銀行貸出ビジネスは「雨の日に傘を取り上げ、晴れの日に傘をあたえるビジネス」といわれる。お金の出所は預金者のお金なので、貸出先はお金を借りる必要がないぐらい優良な企業である必要がある。ではそんな優良な企業は、お金を借りるのだろうか?

答えは高度成長期なら、企業の成長に資金繰りが追いつかず、成長の速度を鈍化させないため、企業はお金を銀行から融資を受けるが、成熟した経済では企業は過去の企業活動から生まれた内部留保資金が潤沢にあるので借りる必要がない。また成熟した経済には株式市場など、優良企業が銀行を通さず、株式を発行して資金を得る仕組みが備わっている。つまり銀行貸出は高度成長を前提としたビジネスである。

高度成長期が終われば、貸出先の資金需要は衰える。商業銀行がとる道は二つの道しかない。一つはビジネスの鞍替え。預金の活用先がないことを認め、商業銀行であるやめること。上記の投資銀行宣言はその一例。「利子から手数料へ」との掛け声のもと銀行の支店は投資信託、保険等の代理店業務に手を広げることもあるが、支店で集めた預金が活用されない現実は変わらない。苦し間際に預金を価格変動の激しい証券(株、国債投資ファンド)に投下したり、従来、貸出しの対象とならなかった中小企業を、国の保障をもとに貸出しの対象とするのは問題の先送りでしかないが、残念ながら現在日本の銀行が歩んでいる道だ。
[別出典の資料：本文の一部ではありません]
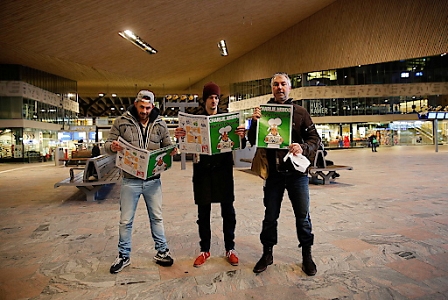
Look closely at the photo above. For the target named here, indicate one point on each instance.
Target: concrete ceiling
(79, 40)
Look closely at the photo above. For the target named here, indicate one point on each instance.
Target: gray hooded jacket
(129, 128)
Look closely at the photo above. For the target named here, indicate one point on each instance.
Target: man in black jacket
(280, 175)
(213, 183)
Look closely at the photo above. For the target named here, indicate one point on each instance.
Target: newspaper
(209, 134)
(143, 163)
(274, 126)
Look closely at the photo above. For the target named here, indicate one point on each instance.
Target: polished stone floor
(381, 232)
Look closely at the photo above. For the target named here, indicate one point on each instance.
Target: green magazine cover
(274, 126)
(209, 134)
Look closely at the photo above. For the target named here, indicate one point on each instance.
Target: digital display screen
(431, 115)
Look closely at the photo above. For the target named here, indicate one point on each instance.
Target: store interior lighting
(223, 48)
(137, 41)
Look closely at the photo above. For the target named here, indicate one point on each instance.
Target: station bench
(98, 172)
(325, 172)
(78, 157)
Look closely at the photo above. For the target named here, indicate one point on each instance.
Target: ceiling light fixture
(223, 48)
(136, 40)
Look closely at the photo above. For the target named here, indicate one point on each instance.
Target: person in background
(213, 183)
(96, 150)
(280, 175)
(141, 126)
(373, 142)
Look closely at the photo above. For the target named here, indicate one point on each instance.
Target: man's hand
(115, 146)
(295, 149)
(179, 132)
(256, 114)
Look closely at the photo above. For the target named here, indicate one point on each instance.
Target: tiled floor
(381, 232)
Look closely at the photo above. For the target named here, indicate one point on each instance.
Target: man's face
(280, 88)
(211, 104)
(144, 109)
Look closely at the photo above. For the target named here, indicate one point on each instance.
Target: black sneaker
(119, 263)
(163, 258)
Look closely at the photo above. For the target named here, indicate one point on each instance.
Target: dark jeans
(298, 192)
(229, 223)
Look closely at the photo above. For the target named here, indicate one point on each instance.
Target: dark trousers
(298, 192)
(229, 223)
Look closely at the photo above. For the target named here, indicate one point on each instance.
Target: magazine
(274, 126)
(143, 163)
(209, 134)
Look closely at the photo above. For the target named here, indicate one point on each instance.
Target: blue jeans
(298, 192)
(131, 189)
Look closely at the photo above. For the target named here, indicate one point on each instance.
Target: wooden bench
(325, 172)
(98, 172)
(78, 157)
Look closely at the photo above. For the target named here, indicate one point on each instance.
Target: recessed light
(137, 41)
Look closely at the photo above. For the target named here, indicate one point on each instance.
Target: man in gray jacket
(141, 126)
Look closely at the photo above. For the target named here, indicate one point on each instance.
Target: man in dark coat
(280, 175)
(213, 183)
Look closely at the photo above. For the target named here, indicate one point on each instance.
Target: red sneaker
(232, 257)
(200, 260)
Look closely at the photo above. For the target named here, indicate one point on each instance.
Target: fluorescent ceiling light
(223, 48)
(137, 41)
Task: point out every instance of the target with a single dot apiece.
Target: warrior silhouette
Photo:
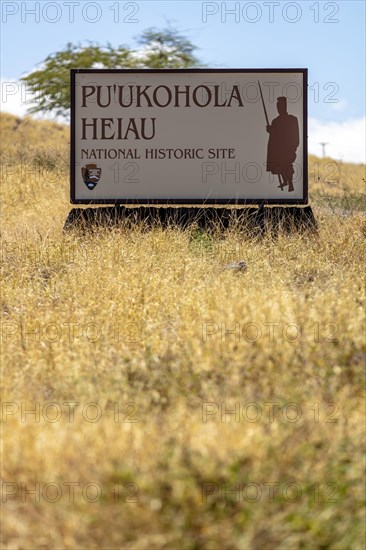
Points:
(282, 144)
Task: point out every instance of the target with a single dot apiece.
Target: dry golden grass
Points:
(135, 316)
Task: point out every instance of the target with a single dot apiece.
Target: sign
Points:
(197, 136)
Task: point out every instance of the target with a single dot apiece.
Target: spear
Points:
(264, 107)
(265, 114)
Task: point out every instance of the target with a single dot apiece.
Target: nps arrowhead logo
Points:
(91, 174)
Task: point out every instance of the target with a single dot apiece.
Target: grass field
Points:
(177, 404)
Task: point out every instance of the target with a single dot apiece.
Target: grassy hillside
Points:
(133, 346)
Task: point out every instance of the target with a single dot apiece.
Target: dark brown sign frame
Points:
(190, 201)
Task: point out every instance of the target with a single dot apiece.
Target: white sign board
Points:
(201, 136)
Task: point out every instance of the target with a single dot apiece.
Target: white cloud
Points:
(345, 140)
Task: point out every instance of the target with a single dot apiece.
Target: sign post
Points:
(189, 137)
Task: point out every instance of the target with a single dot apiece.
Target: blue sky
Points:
(326, 37)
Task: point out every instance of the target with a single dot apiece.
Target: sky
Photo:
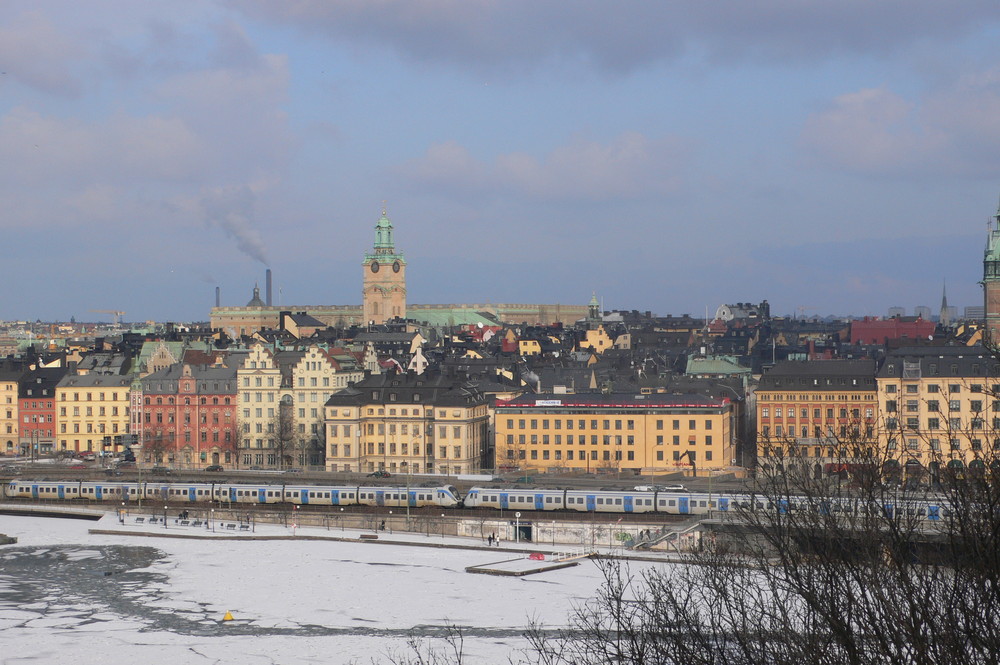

もう一つは、資金需要がある場所を求めて海外にでること。現在世界は発展途上国の経済成長が著しく、資金需要が高い。土地などの資産価格も上がり続けているため、住宅ローンを組んで住宅を購入する意欲も高い。この道を選択すればビジネスの鞍替えは必要ない。ただ新しいマーケットに出て行くだけだ。

なぜ国内のメガバンクは資金需要がない国内市場に固執するのだろう。自分は行員、官僚の戦略的視点の欠如が、先細りにしかならない選択に目にいく元凶と考える。